TREB has spent years opposing Competition Bureau moves to open more data from its Multiple Listings Service to the public, arguing home sellers have not given approval for private sales information to be published broadly.
The MLS database publicly displays current listings of homes for sale and their asking price, but real estate agents who are TREB members have access to far more information that is not displayed publicly, including sales prices, historic sales and realtor commissions.
TREB allows its members to share historic sales information with individual clients, but they cannot publish the data in bulk online, even on password-protected data feeds.
Friday's court ruling upheld a Competition Tribunal decision in 2016 that ordered TREB to open up its MLS data for realtors to post online. The court said that the tribunal was correct when it decided there is no breach of privacy rights for clients when pricing data is revealed by TREB realtors online through data feeds for clients.
The real estate board argued that allowing the data to be published broadly would violate privacy rights, arguing that homeowners could give approval in the future for sales data to be published, but such approvals were never obtained in the past for information dating back to the 1980s.
However, the Competition Tribunal decision noted that the data is already available to more than 42,000 Toronto realtors and many more members of other Ontario real estate boards. Realtors are also allowed to distribute sales-price data to up to 100 of their clients at a time.
Lauren Haw, CEO of Toronto-based Zoocasa, which provides home and neighbourhood data for home buyers, said her firm will not immediately begin to publish sales prices because it will wait for TREB to conclude its appeals and then outline how it will permit the data to be displayed.
Ms. Haw said the ruling will allow a firm like Zoocasa to provide much more analytical information along with data. The firm could show buyers sales-price trends for several comparable homes in their area, or data on homes that are being flipped after a recent purchase. She said Zoocasa could put alerts on homes that are being listed for below recent sales prices.
"There will be some interesting things we can play with," she said.
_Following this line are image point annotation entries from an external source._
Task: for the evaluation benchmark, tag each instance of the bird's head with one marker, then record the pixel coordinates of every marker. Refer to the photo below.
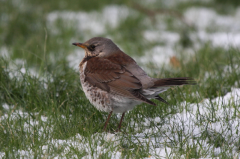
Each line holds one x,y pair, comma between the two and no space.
98,46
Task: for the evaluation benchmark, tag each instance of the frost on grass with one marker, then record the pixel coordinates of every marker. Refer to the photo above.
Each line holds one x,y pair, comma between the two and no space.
93,23
211,126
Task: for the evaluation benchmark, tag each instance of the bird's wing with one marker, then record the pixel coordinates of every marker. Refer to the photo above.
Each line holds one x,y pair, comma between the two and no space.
113,78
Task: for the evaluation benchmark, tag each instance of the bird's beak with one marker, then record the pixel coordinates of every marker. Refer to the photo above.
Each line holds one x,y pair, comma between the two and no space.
80,45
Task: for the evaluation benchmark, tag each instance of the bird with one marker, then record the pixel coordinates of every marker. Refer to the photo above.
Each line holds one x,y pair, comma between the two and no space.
113,82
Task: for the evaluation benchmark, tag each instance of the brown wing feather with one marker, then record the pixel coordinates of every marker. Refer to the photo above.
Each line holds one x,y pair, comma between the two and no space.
111,77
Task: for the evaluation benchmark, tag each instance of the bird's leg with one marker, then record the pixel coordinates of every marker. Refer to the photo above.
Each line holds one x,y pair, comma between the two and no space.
120,124
105,126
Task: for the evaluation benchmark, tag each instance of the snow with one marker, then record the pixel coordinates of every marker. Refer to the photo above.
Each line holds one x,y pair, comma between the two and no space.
94,23
192,122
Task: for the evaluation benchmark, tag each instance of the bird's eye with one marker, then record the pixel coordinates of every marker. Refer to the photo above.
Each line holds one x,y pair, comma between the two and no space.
92,47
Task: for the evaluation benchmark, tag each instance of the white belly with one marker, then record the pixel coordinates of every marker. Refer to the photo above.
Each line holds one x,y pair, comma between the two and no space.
105,101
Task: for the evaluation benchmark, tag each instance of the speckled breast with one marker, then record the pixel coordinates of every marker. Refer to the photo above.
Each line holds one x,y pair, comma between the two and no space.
97,97
105,101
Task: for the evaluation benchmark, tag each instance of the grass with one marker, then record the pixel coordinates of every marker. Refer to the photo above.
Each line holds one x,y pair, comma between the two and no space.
47,115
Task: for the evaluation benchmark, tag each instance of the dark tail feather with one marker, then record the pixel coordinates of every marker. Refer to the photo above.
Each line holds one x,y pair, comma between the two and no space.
174,81
161,99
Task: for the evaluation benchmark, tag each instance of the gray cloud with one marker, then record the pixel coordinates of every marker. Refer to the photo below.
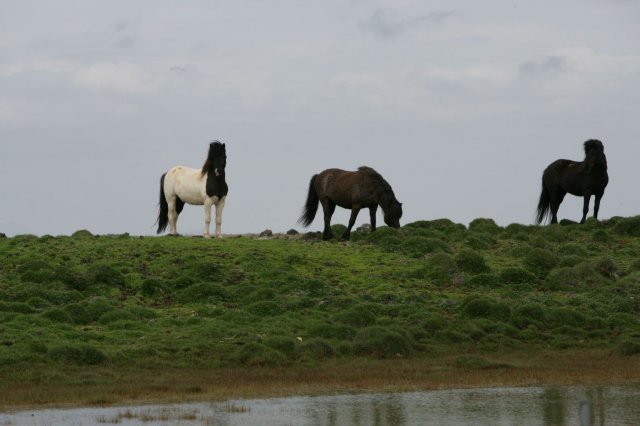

Toronto realtor John Pasalis said he is happy with Friday's ruling, arguing clients deserve to have more tools to do their own research about home transactions.
"Let them do their own research so they're not buying a house blind," Mr. Pasalis said. "Now they're relying on the sold data provided by their agents, and however their agent wants to filter sold listings for them."
He said the ruling will also make it easier for do-it-yourself sellers to list their homes on their own and obtain the data they need, which means realtors will have to raise their own games and work harder to justify their services.
"We have to raise the bar in the real estate industry, because in the past the big value-add that realtors had was they had access to MLS and you didn't. But when all that stuff is a commodity and it's available to people, agents will have to change significantly."
Ms. Haw, however, said she doesn't anticipate a large increase in people selling homes themselves because that has not been the trend in the United States, where sales data has been available. People still prefer to work with agents for other reasons than just access to data, she said.
While Friday's ruling applies specifically to TREB, it is anticipated to set a wider precedent for other real estate boards across Canada, which are also facing pressure to allow more data to be released publicly.
Many companies and individual real estate agents have previously attempted to provide access to data through subscription sites, but have ended up being forced to shut them down.